Ever since NAFTA (North American Free Trade Agreement) and the emergence of China and Korea as manufacturing competitors in the United States we have had a slow but true decline in our manufacturing capabilities.
President George H.W.Bush signed the NAFTA agreement in 1992 and it was ratified by congress in 1993. President Bill Clinton signed it into law on December 8, 1993. At the signing Clinton said, “NAFTA means jobs. American jobs, and good paying American jobs. If I didn’t believe that, I wouldn’t support this agreement.”
As of 2008 all tariffs between Canada and Mexico were eliminated. Between 1993 and 2007 trade between Canada, Mexico and the United States tripled from $297 billion to $1 trillion dollars.
It doesn’t take a rocket scientist to conclude that if there are no tariffs to keep the playing field equal, the United States is going to get the short end of the manufacturing stick.
Loren Thompson of “Forbes” reports that Last week, the federal government reported that the U.S. trade deficit grew by 33 percent in 2010 to nearly half a trillion dollars. Most of the gap resulted from an imbalance in trade with China, which shipped $365 billion in goods to America but only bought $92 billion in U.S. goods. The resulting U.S. deficit of $273 billion in bilateral trade with Beijing reflects a persistent feature of the Sino-American relationship since China joined the World Trade Organization in 2001. Over the last ten years, China has mounted the biggest challenge to the U.S. manufacturing sector ever seen, threatening producers of steel, chemicals, glass, paper, drugs and any number of other items with prices they cannot match. Not coincidentally, the United States has lost an average of 50,000 manufacturing jobs every month during the same period.
That trend has now progressed to a point where the U.S. intelligence community has become concerned. Richard McCormack reported in Manufacturing & Technology News on February 3 that the Director of National Intelligence has initiated preparation of a National Intelligence Estimate to assess the security implications of waning manufacturing activity in America. National Intelligence Estimates are the most authoritative analyses prepared by the intelligence community, definitive interagency products typically reserved for the most serious threats. So the fact that the nation’s top intelligence official thinks a National Intelligence Estimate is needed for manufacturing isn’t a good sign. It suggests that America’s industrial decline is approaching the status of a crisis.
Federal policymakers have been getting hints that all was not well in the industrial base for some time. For example, when Defense Secretary Robert Gates decided to surge production of armored trucks for the Iraq counter-insurgency campaign in 2007, it was discovered there was only one steel plant in the nation producing steel of sufficient strength to meet military needs. That plant — the old Lukens Steel Company facility in Coatesville, Pennsylvania — had been bought by European steel giant Arcelor Mittal, and already had weapons makers waiting in line for the output its limited capacity could support. Other items needed for the Iraq-bound trucks also were in short supply, such as oversized tires. The Pentagon had to cobble together an ad hoc network of domestic and foreign suppliers in order to ramp up production of the needed trucks, suggesting that the industrial complex FDR once called “the arsenal of democracy” had become a rather fragile affair.

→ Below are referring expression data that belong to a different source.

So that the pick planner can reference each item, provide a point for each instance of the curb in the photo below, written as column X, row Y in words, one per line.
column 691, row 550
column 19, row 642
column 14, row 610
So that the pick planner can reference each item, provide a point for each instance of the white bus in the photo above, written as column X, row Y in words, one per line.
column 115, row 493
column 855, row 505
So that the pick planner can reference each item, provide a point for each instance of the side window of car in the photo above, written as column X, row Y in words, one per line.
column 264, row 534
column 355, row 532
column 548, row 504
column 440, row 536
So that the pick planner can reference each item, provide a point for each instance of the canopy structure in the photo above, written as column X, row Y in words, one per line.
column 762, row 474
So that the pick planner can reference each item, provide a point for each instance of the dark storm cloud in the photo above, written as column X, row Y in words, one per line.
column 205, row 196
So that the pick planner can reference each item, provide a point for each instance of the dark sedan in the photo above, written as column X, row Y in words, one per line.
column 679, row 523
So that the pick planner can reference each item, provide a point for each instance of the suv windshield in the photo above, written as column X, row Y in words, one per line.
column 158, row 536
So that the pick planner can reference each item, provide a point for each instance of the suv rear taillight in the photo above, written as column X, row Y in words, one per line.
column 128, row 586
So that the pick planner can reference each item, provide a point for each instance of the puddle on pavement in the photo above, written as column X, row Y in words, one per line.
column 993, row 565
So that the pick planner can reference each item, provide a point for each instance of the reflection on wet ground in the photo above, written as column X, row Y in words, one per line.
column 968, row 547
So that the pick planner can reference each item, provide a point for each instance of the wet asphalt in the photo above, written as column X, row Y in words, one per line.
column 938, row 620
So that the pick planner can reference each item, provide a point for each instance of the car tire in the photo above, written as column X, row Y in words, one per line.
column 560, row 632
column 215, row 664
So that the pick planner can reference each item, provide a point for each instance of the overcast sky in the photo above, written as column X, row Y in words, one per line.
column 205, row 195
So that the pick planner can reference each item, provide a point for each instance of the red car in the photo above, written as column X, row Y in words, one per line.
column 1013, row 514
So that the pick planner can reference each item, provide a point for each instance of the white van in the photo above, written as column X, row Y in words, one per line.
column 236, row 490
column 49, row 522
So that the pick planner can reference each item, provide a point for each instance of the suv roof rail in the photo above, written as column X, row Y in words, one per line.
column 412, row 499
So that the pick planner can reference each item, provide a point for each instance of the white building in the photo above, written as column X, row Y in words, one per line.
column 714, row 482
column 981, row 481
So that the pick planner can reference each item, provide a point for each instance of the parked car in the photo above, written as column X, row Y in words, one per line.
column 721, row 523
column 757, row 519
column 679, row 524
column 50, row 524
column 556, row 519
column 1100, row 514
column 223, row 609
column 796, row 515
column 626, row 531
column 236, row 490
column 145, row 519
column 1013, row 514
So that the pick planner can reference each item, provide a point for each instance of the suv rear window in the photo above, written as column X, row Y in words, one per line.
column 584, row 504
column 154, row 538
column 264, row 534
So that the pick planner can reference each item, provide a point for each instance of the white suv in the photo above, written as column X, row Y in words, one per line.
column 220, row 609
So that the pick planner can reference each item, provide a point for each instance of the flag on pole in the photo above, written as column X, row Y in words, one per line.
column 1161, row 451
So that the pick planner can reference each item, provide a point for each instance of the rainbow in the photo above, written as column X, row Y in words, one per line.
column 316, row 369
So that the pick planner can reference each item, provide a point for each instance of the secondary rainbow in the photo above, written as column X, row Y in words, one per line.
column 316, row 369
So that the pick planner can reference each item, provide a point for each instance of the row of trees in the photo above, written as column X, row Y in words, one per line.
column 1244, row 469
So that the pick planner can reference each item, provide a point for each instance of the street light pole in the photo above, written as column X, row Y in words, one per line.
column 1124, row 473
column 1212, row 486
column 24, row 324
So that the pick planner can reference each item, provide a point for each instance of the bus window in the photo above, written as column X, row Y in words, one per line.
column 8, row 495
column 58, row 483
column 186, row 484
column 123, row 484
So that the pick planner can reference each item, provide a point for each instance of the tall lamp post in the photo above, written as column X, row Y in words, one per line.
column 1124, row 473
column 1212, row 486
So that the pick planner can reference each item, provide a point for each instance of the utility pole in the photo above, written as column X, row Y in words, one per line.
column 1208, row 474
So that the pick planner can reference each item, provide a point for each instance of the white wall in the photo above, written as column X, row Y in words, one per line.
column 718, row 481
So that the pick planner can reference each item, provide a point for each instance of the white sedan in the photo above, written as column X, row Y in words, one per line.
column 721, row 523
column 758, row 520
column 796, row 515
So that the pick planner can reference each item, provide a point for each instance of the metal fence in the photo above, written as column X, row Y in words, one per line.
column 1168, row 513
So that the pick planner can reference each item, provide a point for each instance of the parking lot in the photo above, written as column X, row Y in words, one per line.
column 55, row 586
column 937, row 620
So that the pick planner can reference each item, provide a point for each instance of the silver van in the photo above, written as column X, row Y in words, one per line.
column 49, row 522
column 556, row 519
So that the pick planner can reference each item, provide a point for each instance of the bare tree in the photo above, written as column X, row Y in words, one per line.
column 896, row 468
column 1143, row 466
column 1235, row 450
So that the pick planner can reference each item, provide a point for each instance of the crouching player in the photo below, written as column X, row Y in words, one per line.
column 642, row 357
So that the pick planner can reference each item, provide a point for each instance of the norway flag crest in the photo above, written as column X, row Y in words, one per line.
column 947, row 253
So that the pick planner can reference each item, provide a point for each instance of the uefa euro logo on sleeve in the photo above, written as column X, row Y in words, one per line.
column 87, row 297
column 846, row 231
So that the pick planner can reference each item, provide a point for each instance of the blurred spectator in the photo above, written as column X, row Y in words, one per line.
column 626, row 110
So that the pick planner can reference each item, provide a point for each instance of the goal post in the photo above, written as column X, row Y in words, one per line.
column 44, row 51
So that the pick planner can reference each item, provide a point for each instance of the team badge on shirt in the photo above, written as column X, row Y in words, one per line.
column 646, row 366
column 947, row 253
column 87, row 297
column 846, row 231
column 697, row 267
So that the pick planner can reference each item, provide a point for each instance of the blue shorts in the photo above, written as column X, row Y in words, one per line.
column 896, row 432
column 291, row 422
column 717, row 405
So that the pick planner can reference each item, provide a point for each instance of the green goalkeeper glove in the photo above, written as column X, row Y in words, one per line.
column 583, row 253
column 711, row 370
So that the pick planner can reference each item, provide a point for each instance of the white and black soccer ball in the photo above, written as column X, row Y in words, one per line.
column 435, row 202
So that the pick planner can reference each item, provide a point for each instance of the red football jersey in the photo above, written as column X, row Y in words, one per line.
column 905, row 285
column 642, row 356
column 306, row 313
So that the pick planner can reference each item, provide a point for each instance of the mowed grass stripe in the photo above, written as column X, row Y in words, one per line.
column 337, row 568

China is now responsible for the bulk of the US trade gap in manufactured goods. Louis Uchitelle noted in the New York Times on February 12th that the last US manufacturer of flatware (Knives, forks and spoons) had closed its doors in upstate New York, a victim of lower priced Chinese products.
On March 16th at a news conference Rep. Jan Schakowsky (D-IL) said that the US Intelligence Community will prepare a National Intelligence Estimate on the implications of the continuing decline in U.S. manufacturing capacity because
“Our growing reliance on imports and lack of industrial infrastructure has become a national security concern. With 14 million Americans out of a job we should not be considering a trade deal that will ship additional jobs overseas.” She was referring to the U.S.-Korea Free Trade Agreement.